Turquia opõe-se a "operação militar no Irão". "Deve resolver problemas"
- 15/01/2026
"Opomo-nos a qualquer operação militar no Irão. Acreditamos que o Irão deve ser capaz de resolver os seus problemas por si mesmo", afirmou Fidan, acrescentando que os protestos não são uma "revolta contra o regime", mas manifestações ligadas à crise económica no Irão.
"Vamos continuar os nossos esforços diplomáticos. Esperamos que os Estados Unidos e o Irão resolvam esta questão entre si, seja através de mediadores, de outros atores ou do diálogo direto", sublinho o ministro turco, acrescentando que está a acompanhar "estes desenvolvimentos de perto".
"A desestabilização do Irão afetaria toda a região", afirmou.
A Turquia, que se tem mantido praticamente em silêncio sobre a situação no Irão, com quem partilha uma fronteira de 560 quilómetros, teme uma onda de refugiados no seu território caso haja uma ação militar.
O Presidente turco, Recep Tayyip Erdogan, não se pronunciou publicamente desde o início dos protestos contra o regime iraniano, em 28 de dezembro.
Pelo menos 3.428 manifestantes foram mortos, segundo os dados mais recentes da organização não-governamental (ONG) Iran Human Rights (IHRNGO), com sede na Noruega, que reportou também mais de 10 mil detenções.

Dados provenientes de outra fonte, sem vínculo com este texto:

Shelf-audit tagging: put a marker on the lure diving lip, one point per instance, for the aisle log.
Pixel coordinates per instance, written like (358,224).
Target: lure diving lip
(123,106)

A ONG alertou que o número de mortes deverá ser superior, pois só informou os casos que conseguiu verificar.
O Presidente norte-americano, Donald Trump, tem ameaçado repetidamente as autoridades iranianas com uma intervenção militar contra a República Islâmica e instou os manifestantes a prosseguirem protestos.
Teerão ameaçou realizar um ataque preventivo, alegando, sem apresentar provas, que Israel e os Estados Unidos orquestraram os protestos.

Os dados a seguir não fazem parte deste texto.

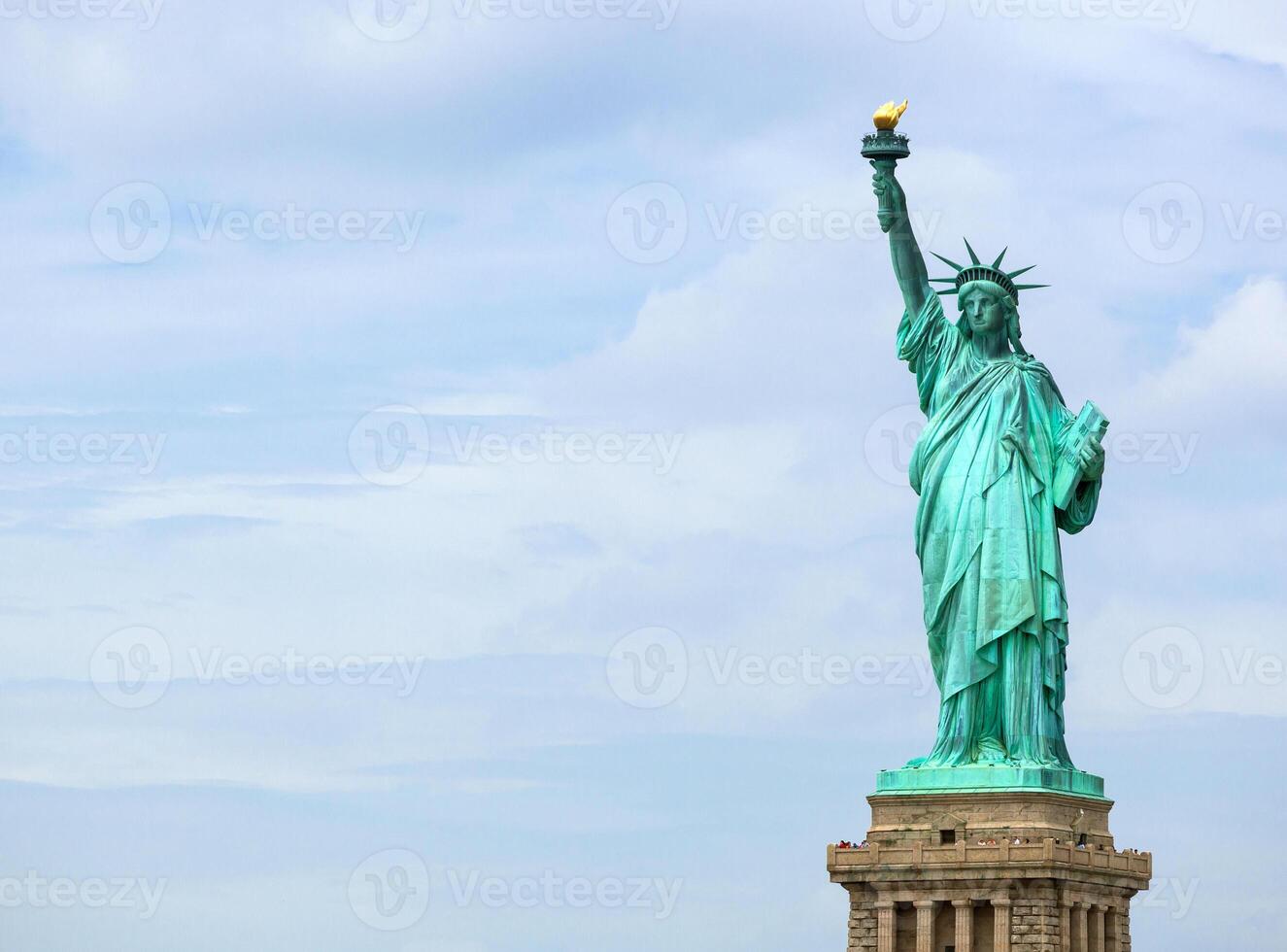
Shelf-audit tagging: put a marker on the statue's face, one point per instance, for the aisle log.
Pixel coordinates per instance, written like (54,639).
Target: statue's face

O Conselho de Segurança das Nações Unidas vai reunir-se hoje de emergência para "uma reunião informativa sobre a situação no Irão", a pedido dos Estados Unidos, anunciou o porta-voz da presidência do Conselho, atualmente nas mãos da Somália.

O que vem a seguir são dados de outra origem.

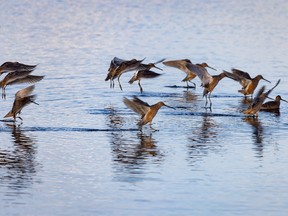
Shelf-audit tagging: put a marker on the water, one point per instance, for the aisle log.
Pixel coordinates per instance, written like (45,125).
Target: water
(79,151)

A reunião do grupo de 15 países está marcada para as 15:00 (22:00 em Lisboa), segundo um comunicado do porta-voz do secretário-geral da ONU, António Guterres.
O porta-voz do português, Stéphane Dujarric, reiterou na quarta-feira, em conferência de imprensa, que a ONU "está extremamente preocupada" com "as imagens que surgem de manifestantes mortos pela violência durante os protestos".